El año nuevo empieza como acabó el que ha concluido pues como bien predica Perogrullo, la realidad no se interrumpe al topar con la última hoja del calendario. La penetra y sigue su curso, más allá de la artificial medición de nuestros días. Por eso la boruca –que sólo eso, pero no debate, es hasta este momento la secuela de la reforma al Código Civil– sobre la enmienda matrimonial está en el ánimo público en estos días iniciales del 2010, como lo estuvo en los postreros de su antecesor. Lo mismo ocurrirá con las terribles consecuencias de la muerte de Arturo Beltrán Leyva, pues se trató de un momento estelar pero sólo un momento del fallido combate al narcotráfico por la vía de las armas. Y adquirirá mayor virulencia el alza en el costo de la vida que empezó a dibujarse en noviembre, cuando se aprobó el paquete de ingresos y de gastos del gobierno federal y recibió su primera pincelada negra con el incremento al precio del diesel y de las gasolinas Premium y Magna, la de uso generalizado.

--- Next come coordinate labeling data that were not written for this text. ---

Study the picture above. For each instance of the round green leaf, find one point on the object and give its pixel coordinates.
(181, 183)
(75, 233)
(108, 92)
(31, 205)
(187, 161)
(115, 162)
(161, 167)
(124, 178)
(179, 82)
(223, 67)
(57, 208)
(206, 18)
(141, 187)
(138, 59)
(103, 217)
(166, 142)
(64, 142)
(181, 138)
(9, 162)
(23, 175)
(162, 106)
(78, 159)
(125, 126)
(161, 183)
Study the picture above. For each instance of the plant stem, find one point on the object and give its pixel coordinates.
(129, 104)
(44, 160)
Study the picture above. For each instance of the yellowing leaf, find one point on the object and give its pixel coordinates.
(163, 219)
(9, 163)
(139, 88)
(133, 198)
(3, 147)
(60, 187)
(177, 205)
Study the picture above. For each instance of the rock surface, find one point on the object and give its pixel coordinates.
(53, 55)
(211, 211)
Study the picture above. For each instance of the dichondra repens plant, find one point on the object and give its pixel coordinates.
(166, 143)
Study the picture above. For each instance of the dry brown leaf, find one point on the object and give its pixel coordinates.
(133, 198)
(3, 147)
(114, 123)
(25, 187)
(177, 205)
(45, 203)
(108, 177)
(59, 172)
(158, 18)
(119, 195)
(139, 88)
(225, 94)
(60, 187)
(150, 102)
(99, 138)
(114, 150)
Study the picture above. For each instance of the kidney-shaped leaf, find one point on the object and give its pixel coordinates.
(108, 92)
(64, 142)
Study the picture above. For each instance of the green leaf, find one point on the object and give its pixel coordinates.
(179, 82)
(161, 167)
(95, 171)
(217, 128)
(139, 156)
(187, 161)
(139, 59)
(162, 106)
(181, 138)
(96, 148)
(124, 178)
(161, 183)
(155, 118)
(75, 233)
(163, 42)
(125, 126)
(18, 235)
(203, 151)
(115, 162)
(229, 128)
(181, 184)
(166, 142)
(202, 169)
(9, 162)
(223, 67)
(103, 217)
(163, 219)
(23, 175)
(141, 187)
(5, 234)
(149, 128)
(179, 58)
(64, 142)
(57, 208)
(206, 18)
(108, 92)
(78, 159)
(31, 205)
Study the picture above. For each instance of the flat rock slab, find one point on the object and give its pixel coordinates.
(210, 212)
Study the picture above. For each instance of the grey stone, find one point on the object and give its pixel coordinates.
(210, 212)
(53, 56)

Si bien el aumento en sí mismo es apenas perceptible y las contadas familias y personas con solvencia económica quizá la resientan apenas, su efecto real sobre los transportes de personas y cosas será considerablemente dañino.
Parecería que el propósito del presidente Felipe Calderón al proponer el 15 de diciembre –que no fue el 28, como podría creerse– haya sido que la atención pública se concentrara en ese tema, de suyo muy relevante, y dejara de ocuparse de fenómenos que la atosigan día con día. Si tal fue el objetivo es difícil que lo consiga. Sin duda la serie de enmiendas constitucionales y legales será discutida, desde ahora y a partir de febrero, cuando se reanuden las actividades senatoriales. Pero su debate no impedirá que la preocupación nacional se aboque a los asuntos que mostraron su alto relieve la semana pasada. La lucha del conservadurismo católico contra reformas legales que hagan pleno el respeto que la sociedad debe a sus integrantes, tiene ahora un nuevo frente, el de las enmiendas al derecho familiar en la Ciudad de México. Si llegara a consumarse, topará con hueso la pretensión de que se declare inconstitucional la nueva definición de matrimonio contenida en el Código Civil capitalino. Es inobjetable y salvo un desliz sintáctico hasta tiene el aire poético que le transmite la materia de que trata: “es la unión libre de dos personas para realizar la comunidad de vida, en donde ambas se procurarán respeto, igualdad y ayuda mutua”. Estaría mejor sin la redundancia de la última palabra. Pero eso es una minucia.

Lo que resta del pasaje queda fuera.